Elliott Associate Professor of Biology Dr. Kristian M. Hargadon ’01 recently published a major review article on the role of TGFb1 in compromising the quality of anti-tumor immune responses. Following a recent publication by Dr. Hargadon and collaborating Hampden-Sydney College students in the journal Immunology and Cell Biology, which described TGFb1’s alteration of dendritic cell function in melanoma, Dr. Hargadon was invited by editors of the Journal of Clinical Medicine to submit a comprehensive review article on TGFbeta1’s influence on the anti-tumor immune responses. Dr. Hargadon’s article, entitled “Dysregulation of TGF1 Activity in Cancer and Its Influence on the Quality of Anti-Tumor Immunity” appears in the Journal of Clinical Medicine’s Special Issue dedicated to the topic “Biological and Clinical Aspects of TGF-beta in Carcinogenesis.” Dr. Hargadon’s article highlights current understanding in the field of tumor-associated TGFb1’s ability to compromise the function of several immune cell populations, including dendritic cells, T cells, macrophages, and neutrophils, and it highlights how our knowledge of TGFb1’s immunosuppressive mechanisms is being translated into novel immune therapies in the clinical setting. This article can be found at the following link: http://www.mdpi.com/2077-0383/5/9/76
Ongoing research in Dr. Hargadon’s laboratory at Hampden-Sydney College is focused on understanding immune suppression by melanoma and elucidating the function of genes that promote melanoma progression. Since returning to his alma mater in 2009, Dr.
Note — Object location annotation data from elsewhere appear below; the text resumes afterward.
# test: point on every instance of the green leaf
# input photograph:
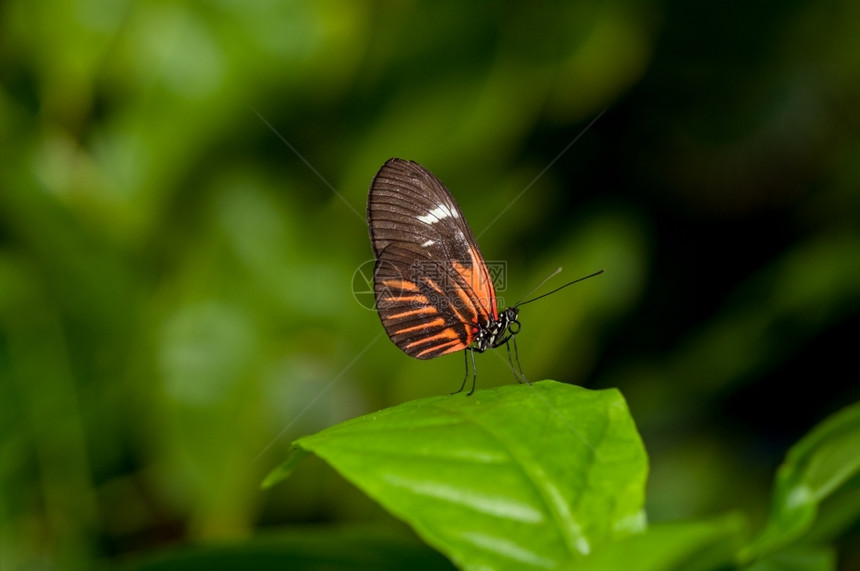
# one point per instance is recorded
(797, 559)
(282, 472)
(691, 546)
(822, 465)
(521, 476)
(339, 548)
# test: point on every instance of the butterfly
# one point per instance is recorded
(434, 293)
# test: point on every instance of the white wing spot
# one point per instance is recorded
(439, 213)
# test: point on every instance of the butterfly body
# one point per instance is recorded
(434, 293)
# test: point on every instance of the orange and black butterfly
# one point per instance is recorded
(433, 291)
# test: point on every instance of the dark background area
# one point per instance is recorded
(182, 193)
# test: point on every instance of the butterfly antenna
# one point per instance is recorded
(537, 287)
(597, 273)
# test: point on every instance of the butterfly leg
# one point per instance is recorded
(466, 376)
(474, 374)
(521, 377)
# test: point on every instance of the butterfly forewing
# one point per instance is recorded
(433, 290)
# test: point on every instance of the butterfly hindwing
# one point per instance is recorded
(433, 290)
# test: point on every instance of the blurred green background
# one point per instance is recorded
(182, 191)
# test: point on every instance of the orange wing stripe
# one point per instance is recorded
(420, 311)
(445, 335)
(442, 349)
(427, 324)
(400, 284)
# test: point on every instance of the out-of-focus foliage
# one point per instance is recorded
(182, 190)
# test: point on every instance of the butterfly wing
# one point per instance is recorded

Hargadon has involved 12 Hampden-Sydney College students in independent research projects related to this work, and he has incorporated aspects of his research into his Biology 201 Genetics and Cell Biology course, where 15-20 students are involved in melanoma research each year that he offers the course.
This summer two Hampden-Sydney College Biology majors, James Lau ’17 and Brant Boucher ’17, are conducting melanoma research alongside Elliott Associate Professor of Biology Dr. Kristian M. Hargadon ’01. Previous research in the Hargadon laboratory has shown a role for the FOXC2 transcription factor in promoting melanoma growth and metastasis, and James and Brant are currently investigating different aspects of FOXC2 as it relates to melanoma progression. Using a mouse melanoma model, James is comparing gene and protein expression profiles of a highly aggressive melanoma cell line that expresses high levels of FOXC2 versus a CRISPR-Cas9 gene-edited version of this melanoma in which the Foxc2
gene has been disrupted. This work will provide insights into genes that may be positively or negatively regulated by FOXC2 and will improve our understanding of how FOXC2 promotes aggressive behavior in cancer cells. In related work, Brant is investigating a novel gene silencing approach that aims to shut down Foxc2
gene expression specifically in melanoma cells. The ability to turn this gene off specifically in melanoma cells would offer an exciting opportunity to prevent the tumor-promoting functions of this gene in cancer cells without impacting FOXC2’s normal function in healthy cells. Both James and Brant have already been accepted to medical school and will begin following their graduation from H-SC in 2017!
James Lau ’17 performing flow cytometric analysis of B16-F1 melanoma cells containing functional versus disrupted Foxc2 genes.
Brant Boucher ’17 setting up a real-time PCR reaction to assess melanoma-specific silencing of the Foxc2 gene.